Guillaume Monsaingeon est chercheur et commissaire indépendant. Chercheur correspondant du centre Norbert Elias, il enseigne la philosophie en classes préparatoires à Marseille.
Ses travaux sur Vauban et les plans-reliefs (Les voyages de Vauban, la construction du territoire, 2007 ; Les plans en relief des places fortes du Roy, avec A. de Roux et N. Faucherre, 2007) l’ont conduit à organiser des expositions sur les pratiques artistiques cartographiques contemporaines : « Mappamundi » (Lisbonne 2011 ; Toulon 2013), « Alpha, beta, carta » (Rentilly 2014 ; Marseille 2015), « Villissima ! » (Toulon 2015), « Au milieu de nulle part » (Grenoble 2016), « Atlas des déplacements » (Grenoble 2018).
Auteur de nombreuses contributions sur la cartographie, il anime depuis 2013 l’Ouvroir de cartographie potentielle (Oucarpo).

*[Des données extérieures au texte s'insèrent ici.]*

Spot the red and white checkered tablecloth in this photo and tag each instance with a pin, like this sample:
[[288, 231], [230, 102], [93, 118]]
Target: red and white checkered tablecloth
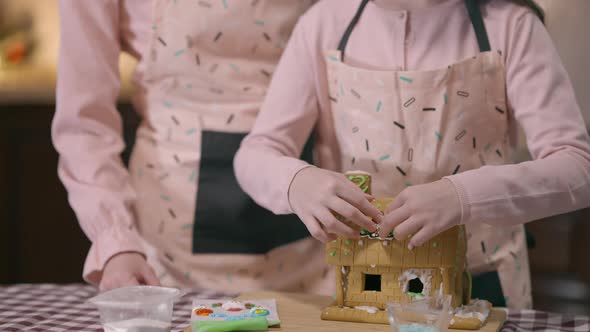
[[56, 308]]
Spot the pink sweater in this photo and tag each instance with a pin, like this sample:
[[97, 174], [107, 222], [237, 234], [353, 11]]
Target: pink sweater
[[539, 93], [87, 129]]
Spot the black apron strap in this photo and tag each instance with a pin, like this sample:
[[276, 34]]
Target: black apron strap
[[351, 25], [478, 25], [474, 15]]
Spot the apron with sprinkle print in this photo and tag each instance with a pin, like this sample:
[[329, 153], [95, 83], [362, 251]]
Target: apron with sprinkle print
[[206, 71], [409, 128]]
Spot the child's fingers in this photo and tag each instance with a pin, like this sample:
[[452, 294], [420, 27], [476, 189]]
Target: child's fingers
[[333, 225], [349, 212], [407, 227], [393, 219], [314, 228], [357, 199], [397, 202]]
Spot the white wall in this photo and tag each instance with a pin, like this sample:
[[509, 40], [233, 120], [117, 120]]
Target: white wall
[[568, 24], [46, 25]]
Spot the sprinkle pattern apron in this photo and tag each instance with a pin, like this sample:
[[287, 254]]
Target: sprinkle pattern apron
[[206, 73], [409, 128]]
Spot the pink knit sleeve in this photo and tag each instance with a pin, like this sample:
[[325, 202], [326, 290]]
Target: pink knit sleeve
[[87, 130], [268, 158], [542, 101]]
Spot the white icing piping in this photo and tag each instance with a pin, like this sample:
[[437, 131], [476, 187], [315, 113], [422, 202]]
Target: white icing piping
[[369, 309]]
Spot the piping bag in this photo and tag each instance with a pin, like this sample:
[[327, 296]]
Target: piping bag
[[251, 324]]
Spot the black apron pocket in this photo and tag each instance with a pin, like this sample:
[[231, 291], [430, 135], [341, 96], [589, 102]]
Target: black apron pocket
[[227, 220]]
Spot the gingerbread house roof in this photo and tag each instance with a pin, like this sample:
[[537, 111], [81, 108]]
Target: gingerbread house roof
[[443, 251]]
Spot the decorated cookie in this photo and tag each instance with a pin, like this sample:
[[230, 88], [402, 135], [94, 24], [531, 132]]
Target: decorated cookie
[[202, 311], [259, 312], [233, 306]]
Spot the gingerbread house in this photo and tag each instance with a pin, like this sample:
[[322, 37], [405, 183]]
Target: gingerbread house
[[372, 271]]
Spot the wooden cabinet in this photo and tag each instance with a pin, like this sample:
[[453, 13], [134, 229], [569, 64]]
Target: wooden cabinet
[[40, 238]]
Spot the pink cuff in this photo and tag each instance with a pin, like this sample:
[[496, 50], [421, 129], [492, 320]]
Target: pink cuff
[[463, 199], [109, 243], [292, 176], [291, 167]]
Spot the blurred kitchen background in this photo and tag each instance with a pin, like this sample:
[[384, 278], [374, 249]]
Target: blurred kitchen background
[[41, 241]]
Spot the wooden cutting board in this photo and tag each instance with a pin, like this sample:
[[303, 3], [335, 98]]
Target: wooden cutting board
[[301, 312]]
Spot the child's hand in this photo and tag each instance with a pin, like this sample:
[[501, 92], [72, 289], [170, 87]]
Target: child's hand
[[127, 269], [316, 193], [423, 210]]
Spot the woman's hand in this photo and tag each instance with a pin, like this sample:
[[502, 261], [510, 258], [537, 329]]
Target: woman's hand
[[127, 269], [315, 194], [423, 210]]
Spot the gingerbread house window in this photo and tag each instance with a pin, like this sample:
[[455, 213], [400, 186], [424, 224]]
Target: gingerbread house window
[[415, 287], [372, 282]]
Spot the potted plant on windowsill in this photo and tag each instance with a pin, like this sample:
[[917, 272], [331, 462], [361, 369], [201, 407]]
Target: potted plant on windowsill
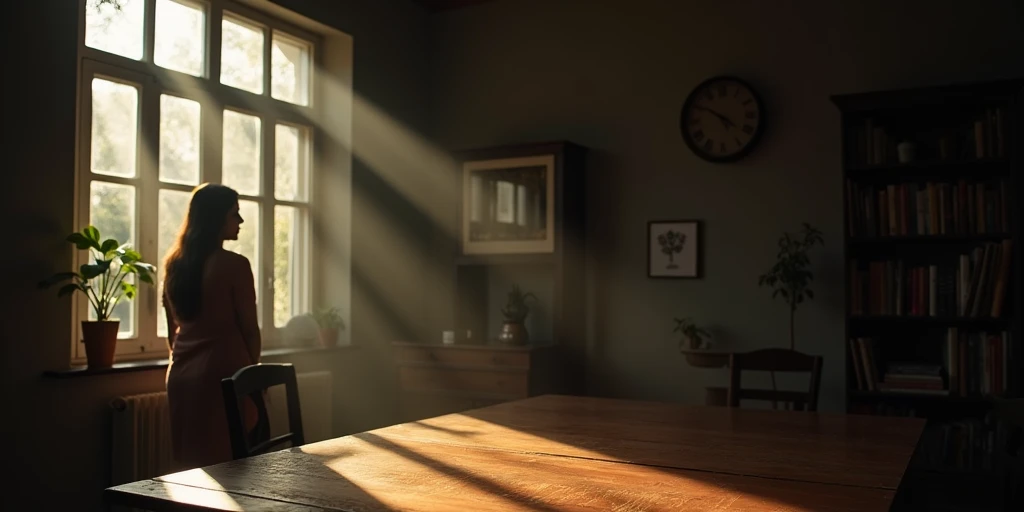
[[105, 282], [515, 311], [330, 323]]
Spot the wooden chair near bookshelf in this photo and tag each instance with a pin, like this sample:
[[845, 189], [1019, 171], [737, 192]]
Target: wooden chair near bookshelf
[[933, 260], [775, 359]]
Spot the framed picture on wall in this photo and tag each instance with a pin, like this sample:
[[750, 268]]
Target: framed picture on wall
[[674, 249], [508, 205]]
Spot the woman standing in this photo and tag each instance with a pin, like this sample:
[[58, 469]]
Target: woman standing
[[210, 301]]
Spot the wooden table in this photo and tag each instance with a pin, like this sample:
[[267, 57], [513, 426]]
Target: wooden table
[[563, 453]]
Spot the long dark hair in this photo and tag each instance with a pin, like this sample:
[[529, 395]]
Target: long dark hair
[[200, 236]]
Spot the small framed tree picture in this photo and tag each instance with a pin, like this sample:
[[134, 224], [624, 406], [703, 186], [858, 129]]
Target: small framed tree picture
[[674, 249]]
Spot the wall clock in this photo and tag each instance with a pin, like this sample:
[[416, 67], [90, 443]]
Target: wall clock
[[722, 119]]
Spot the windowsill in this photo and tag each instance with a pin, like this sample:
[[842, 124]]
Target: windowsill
[[142, 366]]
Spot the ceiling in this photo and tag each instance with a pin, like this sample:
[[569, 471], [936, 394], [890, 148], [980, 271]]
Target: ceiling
[[439, 5]]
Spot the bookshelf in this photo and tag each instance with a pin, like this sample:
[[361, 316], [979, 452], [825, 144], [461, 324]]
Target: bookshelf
[[933, 244]]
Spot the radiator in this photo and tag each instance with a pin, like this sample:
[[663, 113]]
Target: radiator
[[141, 434]]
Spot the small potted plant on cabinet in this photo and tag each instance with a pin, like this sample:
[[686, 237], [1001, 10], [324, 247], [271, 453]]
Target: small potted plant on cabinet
[[330, 323], [515, 311], [693, 338], [104, 281], [694, 343]]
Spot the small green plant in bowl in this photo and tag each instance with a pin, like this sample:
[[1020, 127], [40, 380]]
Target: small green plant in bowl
[[330, 323], [693, 337], [516, 309]]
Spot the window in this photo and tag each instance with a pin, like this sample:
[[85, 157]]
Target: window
[[179, 92]]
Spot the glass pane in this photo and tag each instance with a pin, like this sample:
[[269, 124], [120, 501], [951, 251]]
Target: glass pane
[[242, 55], [290, 70], [289, 224], [242, 153], [115, 27], [112, 210], [115, 128], [179, 146], [173, 207], [248, 243], [291, 174], [508, 204], [179, 38]]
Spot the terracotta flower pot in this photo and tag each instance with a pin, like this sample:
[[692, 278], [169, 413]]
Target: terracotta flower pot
[[100, 340], [328, 337], [514, 333]]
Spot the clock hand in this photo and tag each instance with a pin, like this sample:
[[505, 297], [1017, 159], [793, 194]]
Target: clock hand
[[725, 121]]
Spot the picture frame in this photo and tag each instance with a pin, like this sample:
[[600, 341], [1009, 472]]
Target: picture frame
[[674, 249], [508, 206]]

Membre du comité d’acquisition du FRAC Provence-Alpes-Côte d’Azur, il y prépare une exposition sur la marche pour janvier 2020.
Jean-Marc Besse est directeur de recherche au CNRS et directeur d’études à l’EHESS. Il s’intéresse à l’histoire de la géographie et de la cartographie modernes, ainsi qu’à l’histoire et à la théorie du paysage. Il est également co-directeur de la revue Les Carnets du paysage. Il a publié plusieurs livres consacrés à l’histoire des représentations géographiques et au paysage, parmi lesquels : Les Grandeurs de la Terre. Aspects du savoir géographique à la Renaissance (2003) ; Le goût du monde. Exercices de paysage (2009) ; Habiter. Un monde à mon image (2013) ; La nécessité du paysage (2018). Il est président de la Commission d’histoire du Comité Français de Cartographie.

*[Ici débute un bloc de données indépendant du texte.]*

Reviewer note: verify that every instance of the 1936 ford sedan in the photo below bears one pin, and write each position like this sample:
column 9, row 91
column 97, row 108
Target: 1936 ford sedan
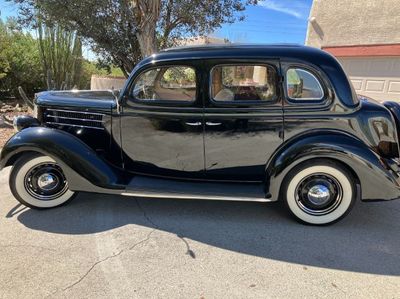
column 237, row 122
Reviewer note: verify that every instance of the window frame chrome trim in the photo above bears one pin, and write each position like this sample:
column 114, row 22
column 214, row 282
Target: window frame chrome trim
column 244, row 102
column 304, row 99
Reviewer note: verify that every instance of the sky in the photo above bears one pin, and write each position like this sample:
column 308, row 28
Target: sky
column 271, row 21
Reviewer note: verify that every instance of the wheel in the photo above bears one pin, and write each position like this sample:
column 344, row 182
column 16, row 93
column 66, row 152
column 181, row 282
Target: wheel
column 38, row 182
column 320, row 192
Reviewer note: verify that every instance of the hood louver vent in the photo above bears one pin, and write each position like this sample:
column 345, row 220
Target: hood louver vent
column 80, row 119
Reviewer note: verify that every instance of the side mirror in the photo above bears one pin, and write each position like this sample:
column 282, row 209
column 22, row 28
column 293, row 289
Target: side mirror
column 116, row 94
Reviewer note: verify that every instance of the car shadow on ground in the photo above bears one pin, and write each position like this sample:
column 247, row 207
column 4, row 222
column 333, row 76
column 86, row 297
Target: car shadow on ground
column 367, row 240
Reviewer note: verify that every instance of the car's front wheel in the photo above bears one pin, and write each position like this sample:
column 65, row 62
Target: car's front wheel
column 37, row 181
column 320, row 192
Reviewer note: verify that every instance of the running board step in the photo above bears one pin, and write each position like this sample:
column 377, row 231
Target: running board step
column 142, row 186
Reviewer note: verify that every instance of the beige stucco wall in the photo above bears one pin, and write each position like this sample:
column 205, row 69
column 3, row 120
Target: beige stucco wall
column 353, row 22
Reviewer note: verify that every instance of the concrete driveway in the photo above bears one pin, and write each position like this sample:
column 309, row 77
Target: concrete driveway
column 102, row 246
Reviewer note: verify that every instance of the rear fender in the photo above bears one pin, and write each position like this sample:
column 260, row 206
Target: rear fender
column 80, row 163
column 377, row 179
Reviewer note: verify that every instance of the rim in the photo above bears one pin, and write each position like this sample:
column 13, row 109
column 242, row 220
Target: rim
column 318, row 194
column 45, row 181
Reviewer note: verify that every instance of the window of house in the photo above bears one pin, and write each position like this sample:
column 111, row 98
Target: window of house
column 303, row 85
column 174, row 83
column 243, row 83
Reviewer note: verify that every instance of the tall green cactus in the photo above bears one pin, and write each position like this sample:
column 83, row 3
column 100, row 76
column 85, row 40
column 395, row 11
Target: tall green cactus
column 61, row 56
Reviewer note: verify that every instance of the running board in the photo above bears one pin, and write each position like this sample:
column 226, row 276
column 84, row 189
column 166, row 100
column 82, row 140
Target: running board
column 141, row 186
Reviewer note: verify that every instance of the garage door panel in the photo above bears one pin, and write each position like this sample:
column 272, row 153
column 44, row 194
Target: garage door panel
column 376, row 77
column 394, row 87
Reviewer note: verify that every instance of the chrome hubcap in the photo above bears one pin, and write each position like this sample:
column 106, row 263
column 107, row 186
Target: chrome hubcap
column 318, row 194
column 46, row 181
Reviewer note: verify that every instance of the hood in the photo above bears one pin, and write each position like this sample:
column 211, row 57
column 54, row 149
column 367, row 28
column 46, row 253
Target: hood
column 98, row 99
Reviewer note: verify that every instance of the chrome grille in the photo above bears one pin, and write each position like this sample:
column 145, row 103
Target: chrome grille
column 71, row 118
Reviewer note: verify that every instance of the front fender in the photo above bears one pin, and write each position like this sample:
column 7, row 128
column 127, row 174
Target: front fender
column 377, row 179
column 73, row 155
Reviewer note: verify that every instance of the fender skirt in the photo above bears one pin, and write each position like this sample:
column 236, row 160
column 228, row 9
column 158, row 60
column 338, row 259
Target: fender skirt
column 83, row 168
column 377, row 179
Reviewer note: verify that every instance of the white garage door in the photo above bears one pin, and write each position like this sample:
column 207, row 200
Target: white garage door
column 376, row 77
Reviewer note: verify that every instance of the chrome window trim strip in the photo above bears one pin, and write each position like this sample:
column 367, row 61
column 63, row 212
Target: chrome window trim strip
column 71, row 125
column 74, row 111
column 71, row 118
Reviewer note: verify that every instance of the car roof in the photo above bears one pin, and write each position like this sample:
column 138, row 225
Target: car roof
column 285, row 52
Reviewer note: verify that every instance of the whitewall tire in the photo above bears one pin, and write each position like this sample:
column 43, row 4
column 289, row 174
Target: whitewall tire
column 38, row 181
column 320, row 192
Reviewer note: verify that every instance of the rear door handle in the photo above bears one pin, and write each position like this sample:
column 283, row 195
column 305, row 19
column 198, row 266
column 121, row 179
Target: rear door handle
column 197, row 123
column 209, row 123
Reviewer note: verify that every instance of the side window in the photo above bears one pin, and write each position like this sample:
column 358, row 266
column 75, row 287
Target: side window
column 243, row 83
column 174, row 83
column 303, row 85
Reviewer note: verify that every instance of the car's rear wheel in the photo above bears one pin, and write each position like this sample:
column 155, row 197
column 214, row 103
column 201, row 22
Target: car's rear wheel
column 39, row 182
column 320, row 192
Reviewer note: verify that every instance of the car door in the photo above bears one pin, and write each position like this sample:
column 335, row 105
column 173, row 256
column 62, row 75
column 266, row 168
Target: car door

Catherine Portevin est journaliste, spécialisée dans le domaine des idées. Elle a notamment travaillé à Télérama, Le Monde Idées, et dirige actuellement la rubrique livres de Philosophie Magazine. Elle a publié : Devoirs et délices, une vie de passeur, entretiens avec l’historien des idées Tzvetan Todorov (Le Seuil, 2002), Penser dans l’urgence, parcours d’un humanitaire, entretiens avec Rony Brauman, ex-Président de MSF, et Migrants et réfugiés : réponse aux indécis, aux inquiets et aux réticents, avec Claire Rodier (La Découverte, 2016, rééd. mise à jour 2018).

21h
Spectacle
Robinson

Chorégraphie : Michele Di Stefano
Avec Philippe Barbut, Biagio Caravano, Marta Ciappina, Andrea Dionisi, Laura Scarpini, Loredana Tarnovschi

Dans ce spectacle davantage inspiré du Vendredi ou les limbes du Pacifique de Michel Tournier que du Robinson Crusoé de Daniel Defoe, le chorégraphe italien Michele Di Stefano s’empare de la figure de l’île pour expérimenter « de nouvelles possibilités pour la danse », en partant de la solitude d’un naufragé observant l’horizon…

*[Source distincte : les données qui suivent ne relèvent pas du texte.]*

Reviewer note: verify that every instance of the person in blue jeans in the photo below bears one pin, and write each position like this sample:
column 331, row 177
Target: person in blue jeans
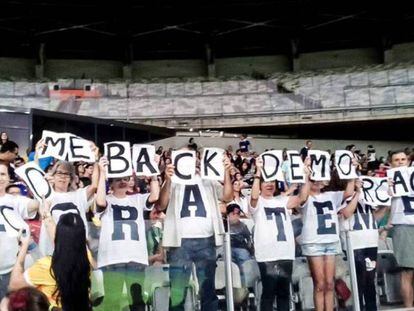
column 192, row 230
column 240, row 236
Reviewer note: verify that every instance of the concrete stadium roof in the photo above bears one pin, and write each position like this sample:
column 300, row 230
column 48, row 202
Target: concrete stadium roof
column 128, row 30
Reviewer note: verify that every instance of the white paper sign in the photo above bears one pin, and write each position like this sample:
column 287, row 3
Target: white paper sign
column 375, row 191
column 79, row 149
column 403, row 178
column 272, row 165
column 143, row 158
column 296, row 172
column 12, row 222
column 55, row 145
column 34, row 178
column 118, row 154
column 212, row 166
column 319, row 165
column 184, row 162
column 344, row 166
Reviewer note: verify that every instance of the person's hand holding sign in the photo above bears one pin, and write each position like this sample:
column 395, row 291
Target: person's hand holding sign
column 169, row 171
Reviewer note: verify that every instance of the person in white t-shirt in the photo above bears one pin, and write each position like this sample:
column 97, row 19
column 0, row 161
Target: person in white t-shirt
column 66, row 199
column 11, row 208
column 402, row 220
column 274, row 241
column 122, row 252
column 320, row 239
column 360, row 220
column 193, row 227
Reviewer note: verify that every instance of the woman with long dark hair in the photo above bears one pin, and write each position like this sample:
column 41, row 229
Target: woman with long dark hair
column 63, row 277
column 11, row 207
column 66, row 198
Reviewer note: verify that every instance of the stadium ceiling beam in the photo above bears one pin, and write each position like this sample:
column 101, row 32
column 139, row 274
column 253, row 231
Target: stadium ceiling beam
column 333, row 21
column 72, row 27
column 180, row 27
column 360, row 18
column 248, row 26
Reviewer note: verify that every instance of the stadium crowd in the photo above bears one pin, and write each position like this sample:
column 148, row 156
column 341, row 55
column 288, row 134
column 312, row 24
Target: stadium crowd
column 122, row 225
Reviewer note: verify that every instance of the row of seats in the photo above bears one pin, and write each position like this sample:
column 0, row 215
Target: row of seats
column 132, row 90
column 247, row 286
column 370, row 75
column 163, row 107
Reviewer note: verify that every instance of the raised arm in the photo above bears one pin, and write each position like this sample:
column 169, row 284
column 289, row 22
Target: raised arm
column 40, row 145
column 349, row 190
column 164, row 197
column 254, row 196
column 101, row 191
column 154, row 190
column 349, row 210
column 350, row 186
column 228, row 188
column 17, row 280
column 47, row 220
column 298, row 200
column 32, row 206
column 90, row 191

Serait-il un touriste ou un réfugié ? Contrairement au héros de Defoe, ce Robinson-là se perd dans le paysage sans chercher à recréer la société occidentale : il entre dans un espace métamorphique jusqu’à ce que la rencontre avec l’Autre le conduise à une totale réinvention de lui-même.

De la même manière, la chorégraphie peut être considérée comme une façon d’appréhender le monde extérieur : c’est le langage de la rencontre avec l’autre, le lieu où les individualités s’unissent pour ne former qu’une seule danse. Ce que Robinson semble nous dire, c’est que l’altérité peut vraiment structurer un monde.